Besides the physical and chemical properties of soil, results of fungi isolation showed the influence of soil’s origin on the distribution of medfly-associated fungi (Fig. 7 (B)). The classification of strains according to the origins of soils revealed that soils of argan forest and argan fields (argan with crops) are favourable to most of these fungi. In contrast, the soil of citrus orchards was observed to be less suitable for the development of medfly-associated entomopathogenic fungi.

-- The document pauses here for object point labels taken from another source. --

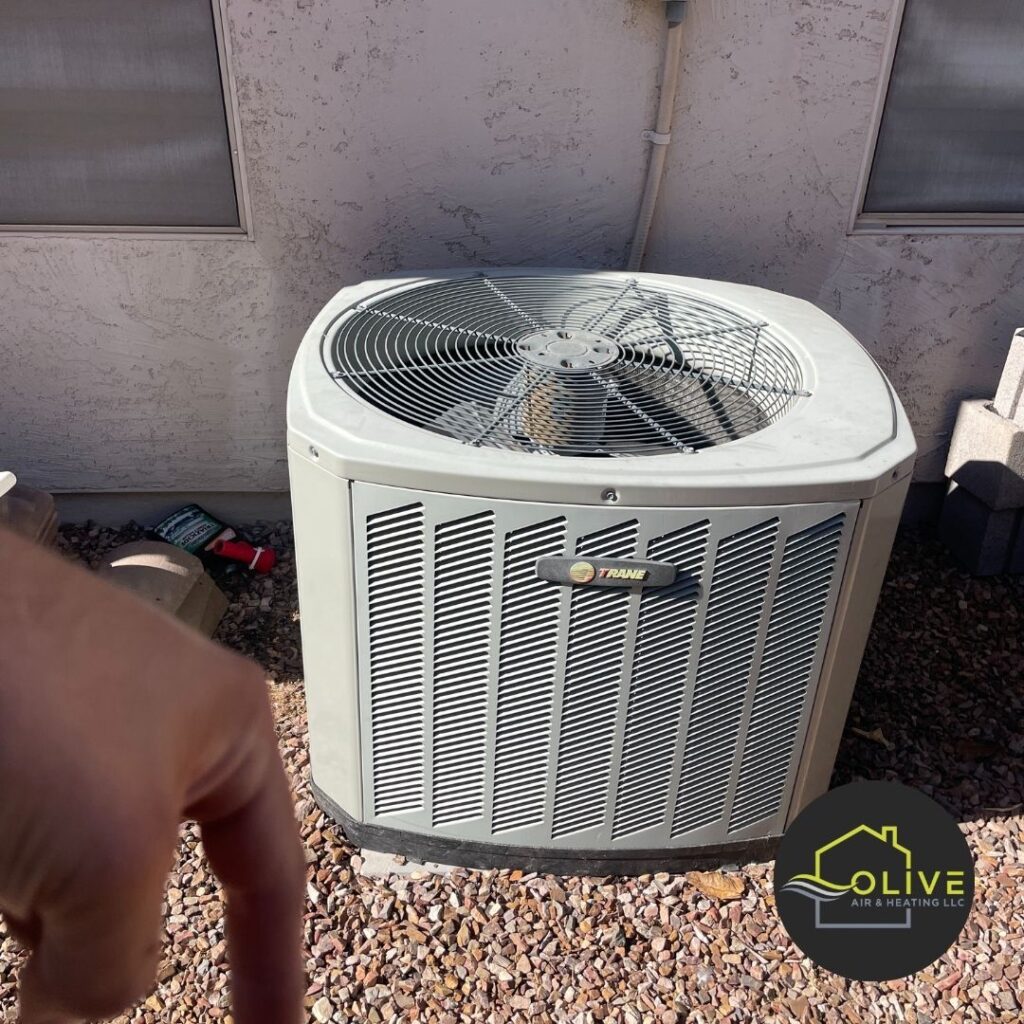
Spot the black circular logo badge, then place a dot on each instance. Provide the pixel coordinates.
(873, 881)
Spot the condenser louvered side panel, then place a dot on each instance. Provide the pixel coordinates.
(796, 630)
(464, 553)
(527, 660)
(728, 644)
(662, 655)
(597, 635)
(395, 589)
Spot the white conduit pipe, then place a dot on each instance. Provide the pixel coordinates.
(660, 136)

The strains of Aspergillus flavus, Epicoccum sp., Neoscytalidium sp., and Acremonium sp. were more abundant in forest soils. However, strains of Penicillium sp., Scedosporium sp., A. nidulans, and Aschersonia sp. are better adapted to argan fields (argan with crops). The strains of Fusarium sp., A. niger, and B. bassiana were abundant in all soils of argan trees (forest and fields).
In short, the results of this study proved the significant effects of physical and chemical properties of soil and its origin (forest or agricultural soil) on the availability and distribution of medfly-associated entomopathogenic fungi.